Topic 2 - Quote from Blog: "because developers are in charge that every single API must be a first class citizen. They determine whether your API is inadequate very quickly. If you treat your APIs badly by deprecating them suddenly and without warning, you are essentially slapping developers that use your APIs in the face." - Very true. There is a presentation your company did on OpenStack vs. VMware and the idea of closed vs. open with some great analogies to history and advancements in efficient. How does AaaS help developers?

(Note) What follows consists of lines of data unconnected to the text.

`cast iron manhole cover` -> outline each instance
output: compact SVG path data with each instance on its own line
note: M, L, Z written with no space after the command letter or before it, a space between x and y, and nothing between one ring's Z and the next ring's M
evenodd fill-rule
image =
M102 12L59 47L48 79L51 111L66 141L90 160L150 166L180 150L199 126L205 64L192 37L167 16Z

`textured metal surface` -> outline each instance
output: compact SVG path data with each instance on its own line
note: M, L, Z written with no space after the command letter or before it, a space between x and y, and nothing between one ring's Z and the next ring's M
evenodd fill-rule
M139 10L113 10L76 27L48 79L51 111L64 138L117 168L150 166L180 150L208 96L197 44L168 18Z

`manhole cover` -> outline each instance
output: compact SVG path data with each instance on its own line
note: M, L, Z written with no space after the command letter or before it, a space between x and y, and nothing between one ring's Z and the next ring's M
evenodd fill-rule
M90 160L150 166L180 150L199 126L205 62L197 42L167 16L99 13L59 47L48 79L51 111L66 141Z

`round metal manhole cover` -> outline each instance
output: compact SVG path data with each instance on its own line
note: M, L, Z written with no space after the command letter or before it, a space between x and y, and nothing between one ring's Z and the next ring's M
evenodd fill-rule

Topic 3 - Third Wave in IT. You present a potential framework:
  1. Docker automating tracking of all dependencies for an environment while providing efficient and very fast to deploy containers; 
  2. Jenkins automating QA testing; 
  3. OpenStack and Docker orienting orchestration solutions 
  4. Monitoring 
  5. StackStorm and others are focusing on automation as a service - Remediation through automation?
Topic 4 - Is AaaS the “glue” between a bunch of existing projects and frameworks to create an automation workflow through change management, remote execution? Not trying to replace Docker, Salt, Ansible, Chef, OpenStack, Jenkins, New Relic? Aren’t all these integrations points a nightmare? Is this an on-prem product, cloud offering?

Topic 5 - You mention machine learning and artificial intelligence. This sounds a bit like what VMturbo tries to do at the hypervisor level. In discussion with them I know getting people flipping the bit that enables full automation makes some folks uncomfortable. They start to think of SkyNet in Terminator and the machines taking over the world. Thoughts?